The objective of this step is to conduct a coordinated set of activities as described in your strategy, making adjustments according to data and audience feedback.
There are two parts to this step:
- Get your message out as widely as possible to your intended audiences.
- Collect and use information to make adjustments.
Get Your Message Out
Once all materials have been produced, begin implementing the activities outlined in the communication strategy. It is very helpful to meet with a stakeholders group to agree on a schedule for activities and assign responsibilities. Activities may include:
- Orienting key officials, partners, media representatives and health workers to the campaign and the issue, and enlisting their support. (See advocacy fact sheet.)
- Training mobilizers or resource persons (see sample training materials for community volunteers in Nigeria.)
- Orienting pharmacists and medicine vendors (See sample orientation materials for medicine vendors in Nigeria.)

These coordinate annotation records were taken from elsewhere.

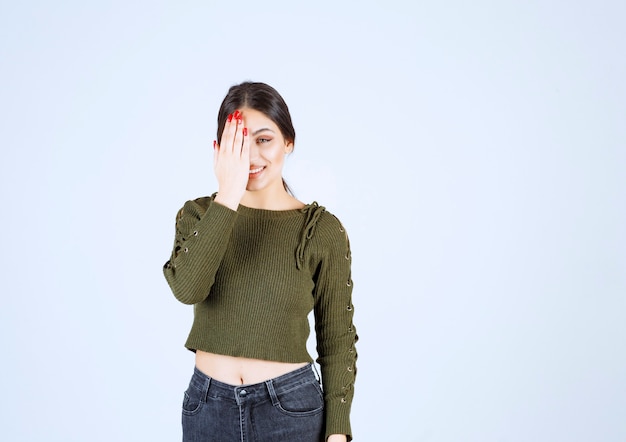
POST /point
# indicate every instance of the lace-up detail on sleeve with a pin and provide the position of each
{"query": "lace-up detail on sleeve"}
(313, 212)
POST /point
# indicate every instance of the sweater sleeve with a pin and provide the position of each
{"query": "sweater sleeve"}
(203, 230)
(335, 331)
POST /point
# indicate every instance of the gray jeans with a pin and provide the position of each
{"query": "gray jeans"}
(287, 408)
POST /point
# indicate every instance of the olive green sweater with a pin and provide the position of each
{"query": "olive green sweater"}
(254, 275)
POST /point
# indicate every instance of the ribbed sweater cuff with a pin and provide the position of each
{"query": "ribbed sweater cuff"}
(338, 419)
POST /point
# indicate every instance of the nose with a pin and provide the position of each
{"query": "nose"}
(254, 151)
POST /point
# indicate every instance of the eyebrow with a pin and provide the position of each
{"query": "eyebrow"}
(256, 132)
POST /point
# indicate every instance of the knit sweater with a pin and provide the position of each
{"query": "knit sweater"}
(253, 277)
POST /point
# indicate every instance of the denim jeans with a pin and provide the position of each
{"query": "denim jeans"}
(287, 408)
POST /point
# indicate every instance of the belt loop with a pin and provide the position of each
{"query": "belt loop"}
(207, 385)
(319, 378)
(270, 390)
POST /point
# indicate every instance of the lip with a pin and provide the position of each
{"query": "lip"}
(256, 171)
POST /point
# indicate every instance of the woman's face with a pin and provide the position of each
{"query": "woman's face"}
(267, 151)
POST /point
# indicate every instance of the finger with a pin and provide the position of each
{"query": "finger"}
(245, 148)
(228, 135)
(238, 142)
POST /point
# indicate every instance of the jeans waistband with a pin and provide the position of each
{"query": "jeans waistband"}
(259, 391)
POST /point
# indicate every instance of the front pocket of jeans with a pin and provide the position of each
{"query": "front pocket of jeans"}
(305, 400)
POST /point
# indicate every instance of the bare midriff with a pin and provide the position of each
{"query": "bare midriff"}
(241, 371)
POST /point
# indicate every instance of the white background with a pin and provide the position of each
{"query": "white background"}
(474, 150)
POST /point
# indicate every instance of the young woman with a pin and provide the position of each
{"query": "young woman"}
(254, 261)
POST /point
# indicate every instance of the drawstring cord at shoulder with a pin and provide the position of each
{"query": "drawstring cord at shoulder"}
(313, 212)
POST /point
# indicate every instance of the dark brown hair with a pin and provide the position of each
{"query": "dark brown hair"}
(260, 97)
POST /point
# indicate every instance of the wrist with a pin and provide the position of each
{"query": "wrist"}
(228, 200)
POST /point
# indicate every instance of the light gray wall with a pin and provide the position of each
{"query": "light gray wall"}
(474, 150)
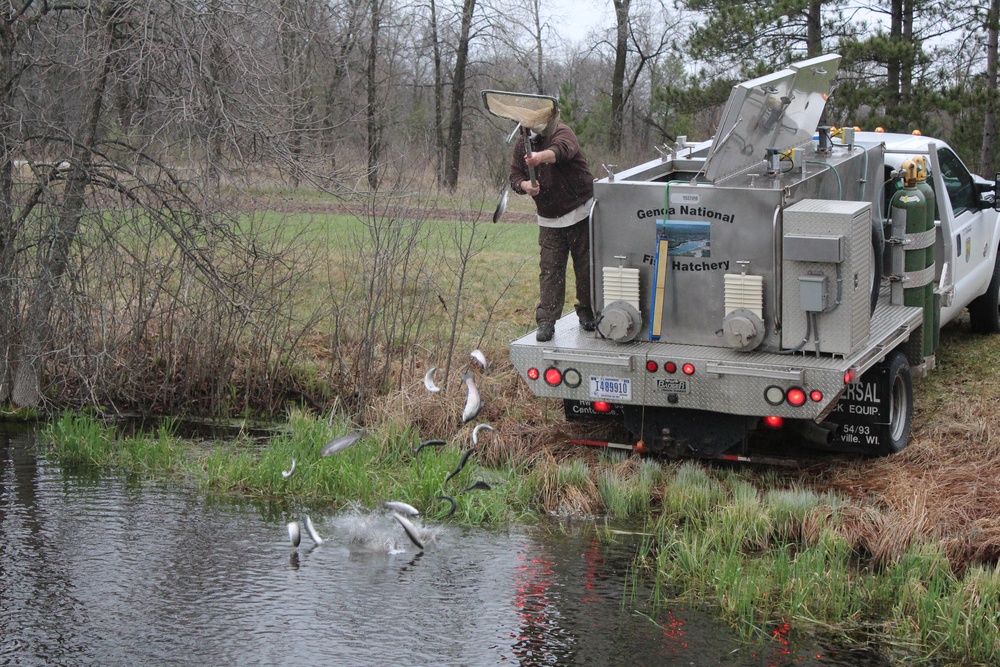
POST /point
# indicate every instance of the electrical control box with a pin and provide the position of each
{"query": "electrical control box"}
(827, 275)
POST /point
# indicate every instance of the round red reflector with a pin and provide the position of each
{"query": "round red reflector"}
(796, 397)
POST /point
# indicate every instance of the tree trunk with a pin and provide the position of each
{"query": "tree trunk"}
(54, 255)
(893, 64)
(814, 28)
(439, 144)
(372, 114)
(618, 75)
(454, 153)
(987, 154)
(8, 142)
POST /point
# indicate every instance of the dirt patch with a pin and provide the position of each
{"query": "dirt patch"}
(333, 207)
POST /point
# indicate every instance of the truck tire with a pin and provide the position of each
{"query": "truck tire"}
(984, 311)
(900, 383)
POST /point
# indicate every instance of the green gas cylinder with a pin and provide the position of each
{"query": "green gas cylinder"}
(908, 209)
(933, 301)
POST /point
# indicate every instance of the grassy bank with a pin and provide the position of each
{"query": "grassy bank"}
(757, 545)
(901, 550)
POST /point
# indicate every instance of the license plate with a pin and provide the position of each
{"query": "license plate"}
(672, 385)
(613, 388)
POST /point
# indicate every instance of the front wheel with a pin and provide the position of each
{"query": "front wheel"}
(984, 311)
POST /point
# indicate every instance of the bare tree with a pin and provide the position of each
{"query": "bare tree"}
(456, 123)
(987, 154)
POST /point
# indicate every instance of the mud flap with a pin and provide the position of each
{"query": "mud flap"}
(869, 418)
(683, 432)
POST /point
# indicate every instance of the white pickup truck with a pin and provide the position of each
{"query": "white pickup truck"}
(779, 278)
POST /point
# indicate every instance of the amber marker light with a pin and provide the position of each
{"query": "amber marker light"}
(773, 421)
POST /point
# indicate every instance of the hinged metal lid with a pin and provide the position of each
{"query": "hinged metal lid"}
(779, 110)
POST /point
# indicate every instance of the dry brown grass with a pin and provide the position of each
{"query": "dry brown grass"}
(944, 487)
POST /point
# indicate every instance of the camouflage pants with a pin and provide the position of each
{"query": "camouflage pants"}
(557, 244)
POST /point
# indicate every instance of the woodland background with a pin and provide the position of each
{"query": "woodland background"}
(150, 153)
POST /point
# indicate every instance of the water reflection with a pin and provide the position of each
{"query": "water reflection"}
(95, 570)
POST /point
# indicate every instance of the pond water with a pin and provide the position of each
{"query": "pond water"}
(102, 570)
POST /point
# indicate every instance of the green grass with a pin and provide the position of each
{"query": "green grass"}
(745, 552)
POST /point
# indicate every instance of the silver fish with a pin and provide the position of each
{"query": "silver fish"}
(402, 508)
(294, 533)
(475, 432)
(454, 505)
(461, 464)
(411, 530)
(342, 443)
(312, 531)
(481, 358)
(473, 404)
(502, 204)
(427, 443)
(478, 485)
(429, 381)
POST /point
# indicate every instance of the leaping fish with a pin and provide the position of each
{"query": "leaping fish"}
(411, 530)
(312, 531)
(427, 443)
(294, 533)
(475, 432)
(473, 404)
(480, 357)
(401, 507)
(461, 464)
(342, 443)
(451, 500)
(502, 204)
(429, 381)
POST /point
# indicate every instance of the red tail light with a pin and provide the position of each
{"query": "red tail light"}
(796, 397)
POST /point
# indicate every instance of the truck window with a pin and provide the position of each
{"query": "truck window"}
(957, 181)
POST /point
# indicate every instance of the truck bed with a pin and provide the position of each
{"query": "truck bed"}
(725, 380)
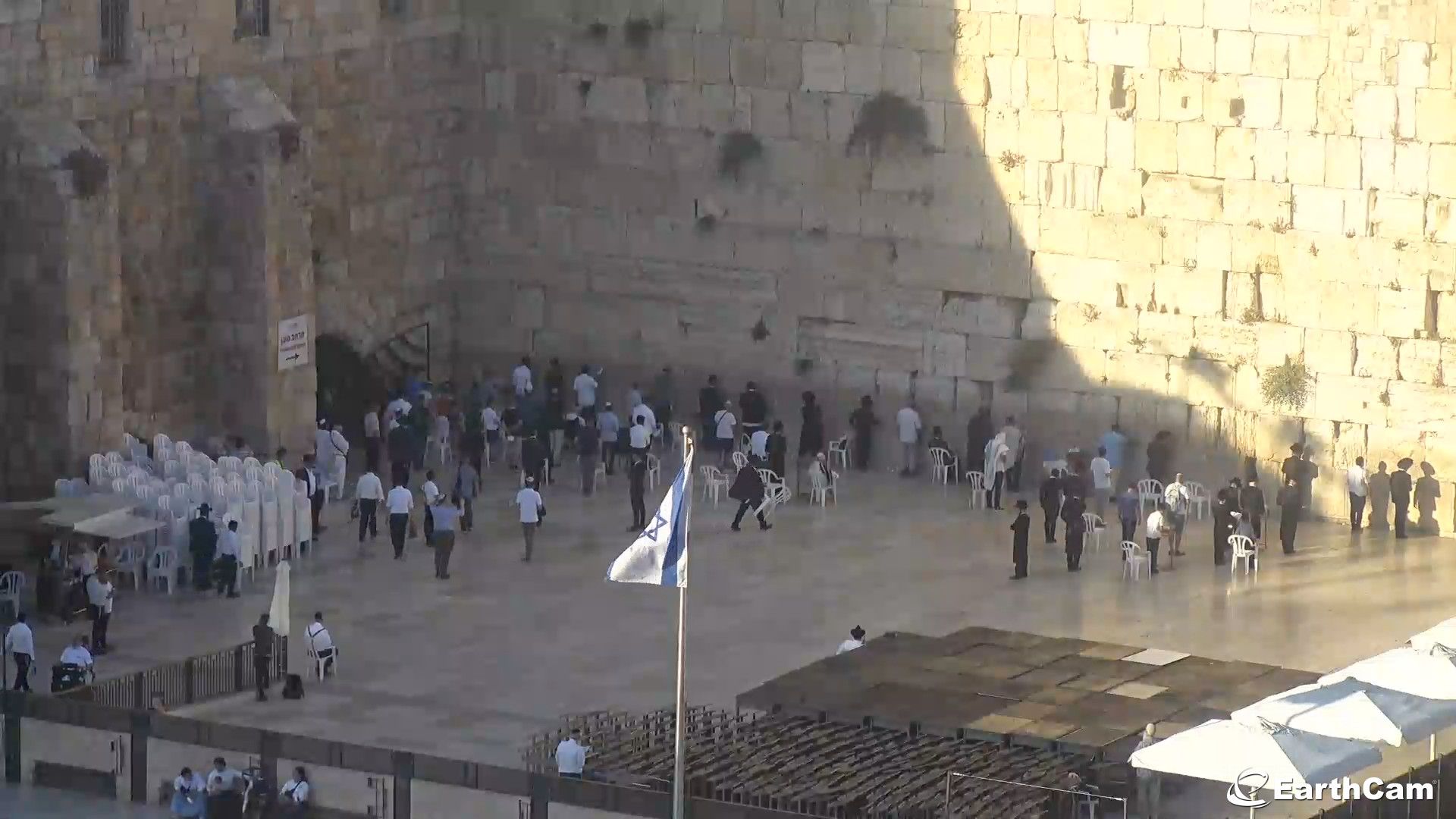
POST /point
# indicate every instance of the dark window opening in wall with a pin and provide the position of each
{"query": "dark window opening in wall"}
(115, 25)
(253, 18)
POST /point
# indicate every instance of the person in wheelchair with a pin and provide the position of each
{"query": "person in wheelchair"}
(74, 670)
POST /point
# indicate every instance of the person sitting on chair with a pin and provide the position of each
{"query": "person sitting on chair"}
(322, 643)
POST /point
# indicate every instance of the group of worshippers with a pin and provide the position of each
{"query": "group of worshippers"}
(220, 793)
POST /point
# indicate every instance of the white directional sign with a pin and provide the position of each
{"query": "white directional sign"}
(293, 343)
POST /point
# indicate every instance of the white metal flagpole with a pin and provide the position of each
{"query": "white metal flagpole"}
(680, 726)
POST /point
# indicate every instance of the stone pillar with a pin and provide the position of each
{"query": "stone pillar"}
(60, 305)
(256, 245)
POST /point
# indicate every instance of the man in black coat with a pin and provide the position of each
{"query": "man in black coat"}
(202, 544)
(1050, 497)
(637, 488)
(1401, 494)
(747, 490)
(1021, 531)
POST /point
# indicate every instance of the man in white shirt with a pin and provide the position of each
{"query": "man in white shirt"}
(76, 653)
(585, 390)
(369, 491)
(101, 595)
(19, 643)
(1359, 484)
(856, 640)
(641, 410)
(431, 493)
(571, 755)
(1156, 529)
(491, 423)
(229, 557)
(1101, 482)
(1178, 500)
(224, 790)
(1014, 444)
(724, 425)
(908, 422)
(522, 378)
(609, 426)
(321, 642)
(759, 447)
(400, 502)
(639, 438)
(532, 512)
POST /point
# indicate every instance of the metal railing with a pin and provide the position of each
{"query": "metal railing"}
(185, 682)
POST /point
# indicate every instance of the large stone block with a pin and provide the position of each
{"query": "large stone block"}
(1183, 197)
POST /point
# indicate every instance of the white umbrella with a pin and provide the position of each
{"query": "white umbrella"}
(1424, 673)
(1440, 634)
(1353, 708)
(1228, 751)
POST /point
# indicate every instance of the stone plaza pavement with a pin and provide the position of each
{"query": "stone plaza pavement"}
(471, 667)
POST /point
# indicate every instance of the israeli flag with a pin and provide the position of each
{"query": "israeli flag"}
(660, 553)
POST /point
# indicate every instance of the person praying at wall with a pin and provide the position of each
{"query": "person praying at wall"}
(1381, 497)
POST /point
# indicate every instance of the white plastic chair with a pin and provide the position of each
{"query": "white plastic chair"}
(162, 566)
(1094, 526)
(1134, 558)
(12, 585)
(1149, 491)
(977, 483)
(946, 466)
(1244, 548)
(821, 485)
(128, 560)
(1199, 499)
(714, 482)
(654, 471)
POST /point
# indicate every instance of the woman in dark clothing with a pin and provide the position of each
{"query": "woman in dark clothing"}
(747, 490)
(778, 449)
(864, 425)
(1222, 526)
(811, 435)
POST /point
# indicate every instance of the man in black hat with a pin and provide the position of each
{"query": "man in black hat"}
(1019, 531)
(1401, 494)
(202, 544)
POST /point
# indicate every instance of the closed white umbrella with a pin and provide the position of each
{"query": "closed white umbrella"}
(1424, 673)
(1228, 751)
(1353, 708)
(1440, 634)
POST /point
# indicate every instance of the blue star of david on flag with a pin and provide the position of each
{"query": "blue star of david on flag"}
(660, 553)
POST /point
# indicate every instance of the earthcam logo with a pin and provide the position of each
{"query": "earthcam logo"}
(1245, 789)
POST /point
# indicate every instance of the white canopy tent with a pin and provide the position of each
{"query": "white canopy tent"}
(1421, 672)
(1226, 749)
(1353, 708)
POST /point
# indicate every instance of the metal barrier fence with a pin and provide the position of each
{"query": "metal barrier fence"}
(185, 682)
(1059, 803)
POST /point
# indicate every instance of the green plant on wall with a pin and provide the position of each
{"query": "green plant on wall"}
(889, 120)
(1288, 385)
(737, 149)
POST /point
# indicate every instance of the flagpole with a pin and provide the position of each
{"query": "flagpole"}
(680, 727)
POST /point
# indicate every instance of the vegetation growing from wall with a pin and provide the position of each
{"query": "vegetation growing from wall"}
(890, 121)
(1288, 385)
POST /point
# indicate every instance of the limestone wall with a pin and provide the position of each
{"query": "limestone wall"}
(375, 98)
(1180, 194)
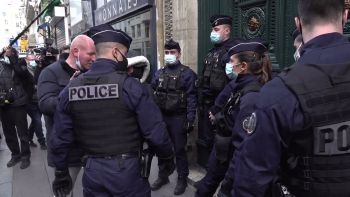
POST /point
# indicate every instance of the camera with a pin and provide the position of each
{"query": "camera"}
(6, 97)
(48, 53)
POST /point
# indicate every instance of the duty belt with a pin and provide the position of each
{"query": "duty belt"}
(118, 156)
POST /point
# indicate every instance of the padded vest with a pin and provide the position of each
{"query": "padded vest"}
(103, 123)
(169, 94)
(318, 161)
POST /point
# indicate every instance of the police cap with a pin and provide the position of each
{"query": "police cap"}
(216, 20)
(171, 44)
(106, 33)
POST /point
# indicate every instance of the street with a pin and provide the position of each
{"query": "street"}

- Disseminating media messages. This begins with identifying the broadcast channels that will reach a large proportion of your intended audience, and are trusted sources of information. You can refer to commercial media surveys or health communication surveys to identify these channels. Often, communicators contract media placement agencies to put together broadcast schedules for radio, television and/or mobile media, and broadcast according to the agreed upon schedule.
- Distributing print materials. Even before printing materials, you should decide how you will distribute them to their intended audiences. Your distribution plan will dictate the numbers of copies to produce. The closer you can get SBCC materials to their intended audiences, the better. All too often, SBCC officers distribute materials to health facilities or district headquarters, where they sit in bundles, never reaching the men and women they were intended for. It is also important to consider distributing materials where people will be most likely to act on your messages. For example, when distributing posters that expain how to check a packet of ACTs for authenticity, people are most likely to use that information at places where they purchase ACTs, like pharmacies or drug shops.
- Holding periodic review meetings with the advisory group and implementers. During these meetings, you can learn about challenges and successes from implementers, review monitoring data and adjust plans as necessary.
Collect and Use Information to Make Adjustments
Routinely collecting information helps you know whether or not activities are taking place as planned, how many people are being reached and, ideally, what effects your activities and materials are having on audience behavior. It is best to put together a monitoring plan when you design the communication strategy. This plan describes the information that will be routinely collected, how it will be collected, by whom and how frequently. For more detailed instructions concerning this, see How to Develop Monitoring Indicators and How to Develop a Monitoring and Evaluation Plan.
For SSFFC malaria medicines SBCC campaigns, you will want to collect the following types of output information routinely:
- The number and timing of media broadcasts
- The number of print materials distributed and where
- The number of drug sellers, journalists and community volunteers trained
- The number of people attending community based or group activities
- Pre- and post-training evaluation scores
- The number of published newspaper articles about SSFFC malaria medicines
- The number and content of listeners’ calls and/or text messages during radio or TV programs
- Number of MAS texts sent, and the proportion of medicine sales this represents
- Number of calls to Make a Difference (MAD) hotline or other relevant hotlines
With your monitoring plan in place, you will need to establish a system and tools for collecting, compiling, analyzing and sharing the monitoring data. Tools may be paper-based, web-based, computer or mobile-phone based. Regardless of the level of technology involved, you will need to develop guidelines and train all people responsible for capturing and reporting data. You will also need to supervise the monitoring system carefully to ensure that you get useful and accurate data in a timely manner.